Los talleres de la Velo Granell se encontraban junto al mercado del Borne. En su interior, las vitrinas de brazos, ojos, piernas y articulaciones artificiales recordaban al visitante la fragilidad del cuerpo humano. Con un modesto sueldo y la recomendación de la empresa, Mijail Kolvenik consiguió alojamiento en un piso de la calle Princesa. Lector voraz, en año y medio había aprendido a defenderse en catalán y castellano.

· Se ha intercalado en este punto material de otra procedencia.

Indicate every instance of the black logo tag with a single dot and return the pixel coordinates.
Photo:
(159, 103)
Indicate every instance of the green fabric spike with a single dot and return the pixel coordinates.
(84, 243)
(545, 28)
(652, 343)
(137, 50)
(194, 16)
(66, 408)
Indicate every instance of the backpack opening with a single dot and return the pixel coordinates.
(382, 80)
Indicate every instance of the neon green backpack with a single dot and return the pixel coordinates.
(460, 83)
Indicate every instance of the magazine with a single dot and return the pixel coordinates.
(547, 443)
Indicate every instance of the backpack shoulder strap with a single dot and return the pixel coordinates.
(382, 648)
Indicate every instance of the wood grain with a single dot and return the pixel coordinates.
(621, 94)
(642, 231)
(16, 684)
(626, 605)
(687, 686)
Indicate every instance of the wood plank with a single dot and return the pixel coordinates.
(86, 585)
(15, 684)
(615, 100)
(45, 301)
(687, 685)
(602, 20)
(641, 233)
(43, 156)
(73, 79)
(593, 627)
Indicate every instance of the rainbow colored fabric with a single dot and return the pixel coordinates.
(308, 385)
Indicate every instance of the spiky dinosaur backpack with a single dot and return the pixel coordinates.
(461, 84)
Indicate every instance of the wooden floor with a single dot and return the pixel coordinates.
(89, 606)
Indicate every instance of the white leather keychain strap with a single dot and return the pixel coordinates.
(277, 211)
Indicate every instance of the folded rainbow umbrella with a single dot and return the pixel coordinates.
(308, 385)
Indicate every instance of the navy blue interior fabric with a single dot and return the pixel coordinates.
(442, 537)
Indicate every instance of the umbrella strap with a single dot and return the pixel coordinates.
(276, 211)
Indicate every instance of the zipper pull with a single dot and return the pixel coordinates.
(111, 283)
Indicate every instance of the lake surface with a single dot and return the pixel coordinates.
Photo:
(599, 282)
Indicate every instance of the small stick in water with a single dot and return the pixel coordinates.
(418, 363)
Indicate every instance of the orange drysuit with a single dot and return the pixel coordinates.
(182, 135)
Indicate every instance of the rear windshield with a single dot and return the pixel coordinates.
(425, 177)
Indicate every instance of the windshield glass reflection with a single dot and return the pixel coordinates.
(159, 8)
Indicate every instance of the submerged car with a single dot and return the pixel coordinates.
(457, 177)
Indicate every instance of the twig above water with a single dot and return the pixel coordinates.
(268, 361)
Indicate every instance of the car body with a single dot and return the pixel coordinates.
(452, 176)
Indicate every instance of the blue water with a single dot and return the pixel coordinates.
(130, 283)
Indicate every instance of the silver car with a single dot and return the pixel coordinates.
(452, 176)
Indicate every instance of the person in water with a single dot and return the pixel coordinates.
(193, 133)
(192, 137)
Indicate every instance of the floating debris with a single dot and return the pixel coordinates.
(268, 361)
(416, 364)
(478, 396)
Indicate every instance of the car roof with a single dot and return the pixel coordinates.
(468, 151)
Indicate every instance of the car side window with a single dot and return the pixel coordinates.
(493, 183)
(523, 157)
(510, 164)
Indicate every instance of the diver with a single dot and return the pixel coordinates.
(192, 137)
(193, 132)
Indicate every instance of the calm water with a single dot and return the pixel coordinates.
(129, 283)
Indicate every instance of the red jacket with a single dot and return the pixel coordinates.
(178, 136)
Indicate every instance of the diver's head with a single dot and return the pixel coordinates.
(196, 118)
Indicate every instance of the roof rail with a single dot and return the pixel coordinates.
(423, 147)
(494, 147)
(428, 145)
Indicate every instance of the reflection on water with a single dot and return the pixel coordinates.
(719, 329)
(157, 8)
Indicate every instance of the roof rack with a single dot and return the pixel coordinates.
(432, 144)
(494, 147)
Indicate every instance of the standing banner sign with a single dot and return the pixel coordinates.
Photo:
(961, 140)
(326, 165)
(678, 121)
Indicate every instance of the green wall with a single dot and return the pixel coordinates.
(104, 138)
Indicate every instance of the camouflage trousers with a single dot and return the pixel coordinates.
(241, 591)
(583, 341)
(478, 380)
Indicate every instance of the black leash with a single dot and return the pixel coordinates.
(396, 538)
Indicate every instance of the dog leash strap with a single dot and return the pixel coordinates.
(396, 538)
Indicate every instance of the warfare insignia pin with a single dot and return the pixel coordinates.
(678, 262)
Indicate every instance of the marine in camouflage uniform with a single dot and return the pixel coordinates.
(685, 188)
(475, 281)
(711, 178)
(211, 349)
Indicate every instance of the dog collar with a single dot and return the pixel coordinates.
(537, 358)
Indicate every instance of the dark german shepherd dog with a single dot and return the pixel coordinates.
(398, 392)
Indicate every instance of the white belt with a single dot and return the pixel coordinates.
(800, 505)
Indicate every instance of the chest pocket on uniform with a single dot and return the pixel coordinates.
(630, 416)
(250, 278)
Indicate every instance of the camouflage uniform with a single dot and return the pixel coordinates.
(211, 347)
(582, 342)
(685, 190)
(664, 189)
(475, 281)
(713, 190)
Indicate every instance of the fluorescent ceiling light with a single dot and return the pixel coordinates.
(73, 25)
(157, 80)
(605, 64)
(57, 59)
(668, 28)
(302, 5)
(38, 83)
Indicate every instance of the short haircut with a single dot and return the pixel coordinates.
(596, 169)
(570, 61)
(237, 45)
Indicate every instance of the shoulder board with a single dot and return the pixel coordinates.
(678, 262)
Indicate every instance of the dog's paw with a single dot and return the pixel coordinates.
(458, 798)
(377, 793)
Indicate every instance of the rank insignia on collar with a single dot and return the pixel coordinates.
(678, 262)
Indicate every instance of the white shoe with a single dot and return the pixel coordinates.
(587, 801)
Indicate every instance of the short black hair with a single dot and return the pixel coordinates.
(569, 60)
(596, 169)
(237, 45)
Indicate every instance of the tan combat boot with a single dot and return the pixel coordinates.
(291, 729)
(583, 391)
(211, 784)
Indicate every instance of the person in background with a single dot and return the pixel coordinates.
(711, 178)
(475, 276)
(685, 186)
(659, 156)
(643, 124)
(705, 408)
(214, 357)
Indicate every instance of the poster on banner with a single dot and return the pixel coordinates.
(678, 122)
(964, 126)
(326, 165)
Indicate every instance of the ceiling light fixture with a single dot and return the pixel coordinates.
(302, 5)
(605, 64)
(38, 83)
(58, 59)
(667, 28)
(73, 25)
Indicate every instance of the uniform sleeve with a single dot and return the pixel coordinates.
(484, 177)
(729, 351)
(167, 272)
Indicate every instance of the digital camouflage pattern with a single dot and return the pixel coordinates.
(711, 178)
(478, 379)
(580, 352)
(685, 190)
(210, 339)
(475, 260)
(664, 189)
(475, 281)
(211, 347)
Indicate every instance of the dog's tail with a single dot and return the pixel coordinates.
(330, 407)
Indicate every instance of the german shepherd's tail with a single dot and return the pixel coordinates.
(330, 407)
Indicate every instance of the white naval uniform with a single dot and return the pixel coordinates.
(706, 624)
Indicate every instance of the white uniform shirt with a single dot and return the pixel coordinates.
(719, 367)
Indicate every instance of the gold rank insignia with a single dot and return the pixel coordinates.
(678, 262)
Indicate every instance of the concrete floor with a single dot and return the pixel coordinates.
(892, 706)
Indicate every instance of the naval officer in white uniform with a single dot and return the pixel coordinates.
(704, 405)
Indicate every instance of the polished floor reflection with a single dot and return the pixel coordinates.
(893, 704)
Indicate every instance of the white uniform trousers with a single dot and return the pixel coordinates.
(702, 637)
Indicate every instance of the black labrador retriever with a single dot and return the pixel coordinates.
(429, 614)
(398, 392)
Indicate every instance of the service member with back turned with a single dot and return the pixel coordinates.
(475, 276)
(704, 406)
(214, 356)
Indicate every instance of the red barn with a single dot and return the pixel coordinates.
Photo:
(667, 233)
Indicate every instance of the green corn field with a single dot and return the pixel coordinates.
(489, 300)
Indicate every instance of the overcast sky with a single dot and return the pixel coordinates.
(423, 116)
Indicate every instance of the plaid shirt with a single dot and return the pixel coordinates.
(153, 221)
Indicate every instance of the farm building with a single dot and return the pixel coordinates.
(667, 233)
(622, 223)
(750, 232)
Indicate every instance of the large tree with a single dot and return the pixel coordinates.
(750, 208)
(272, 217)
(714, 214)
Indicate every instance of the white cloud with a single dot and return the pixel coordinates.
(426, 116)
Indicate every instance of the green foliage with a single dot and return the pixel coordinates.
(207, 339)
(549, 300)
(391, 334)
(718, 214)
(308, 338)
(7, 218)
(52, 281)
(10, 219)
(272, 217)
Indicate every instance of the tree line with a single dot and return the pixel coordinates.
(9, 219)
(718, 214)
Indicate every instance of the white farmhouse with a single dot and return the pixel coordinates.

Su talento e ingenio le valieron que pronto se le considerase uno de los empleados claves de la Velo Granell. Kolvenik tenía amplios conocimientos de medicina, cirugía y anatomía. Diseñó un revolucionario mecanismo neumático que permitía articular el movimiento en prótesis de piernas y brazos. El ingenio reaccionaba a los impulsos musculares y dotaba al paciente de una movilidad sin precedentes. Dicha invención puso a la Velo Granell a la vanguardia del ramo.

Aquél fue sólo el principio. La mesa de dibujo de Kolvenik no cesaba de alumbrar nuevos avances y por fin fue nombrado ingeniero jefe del taller de diseño y desarrollo.

Meses más tarde un desafortunado incidente puso a prueba el talento del joven Kolvenik. El hijo del fundador de la Velo Granell sufrió un terrible accidente en la factoría. Una prensa hidráulica le cortó ambas manos como las fauces de un dragón. Kolvenik trabajó incansablemente durante semanas para crear unas nuevas manos de madera, metal y porcelana, cuyos dedos respondían al comando de los músculos y tendones del antebrazo.

La solución ideada por Kolvenik empleaba las corrientes eléctricas de los estímulos nerviosos del brazo para articular el movimiento.

Cuatro meses después del suceso, la víctima estrenaba unas manos mecánicas que le permitían agarrar objetos, encender un cigarro o abotonarse la camisa sin ayuda. Todos convinieron que esta vez Kolvenik había superado todo lo imaginable.

Él, poco amigo de elogios y euforias, afirmó que aquello no era más que el despuntar de una nueva ciencia. En pago a su labor, el fundador de la Velo Granell le nombró director general de la empresa y le ofreció un paquete de acciones que le convertía virtualmente en uno de los dueños junto con el hombre a quien su ingenio había dotado de nuevas manos.

Bajo la dirección de Kolvenik, la Velo Granell tomó un nuevo rumbo. Amplió su mercado y diversificó su línea de productos. La empresa adoptó el símbolo de una mariposa negra con las alas desplegadas, cuyo significado Kolvenik nunca llegó a explicar. La factoría fue ampliada para el lanzamiento de nuevos mecanismos: miembros articulados, válvulas circulatorias, fibras óseas y un sinfín de ingenios. El parque de atracciones del Tibidabo se pobló de autómatas creados por Kolvenik como pasatiempo y campo de experimentación.

La Velo Granell exportaba a toda Europa, América y Asia. El valor de las acciones y la fortuna personal de Kolvenik se dispararon, pero él se negaba a abandonar aquel modesto piso de la calle Princesa. Según decía, no había motivo para cambiar. Era un hombre solo, de vida sencilla, y aquel alojamiento bastaba para él y sus libros.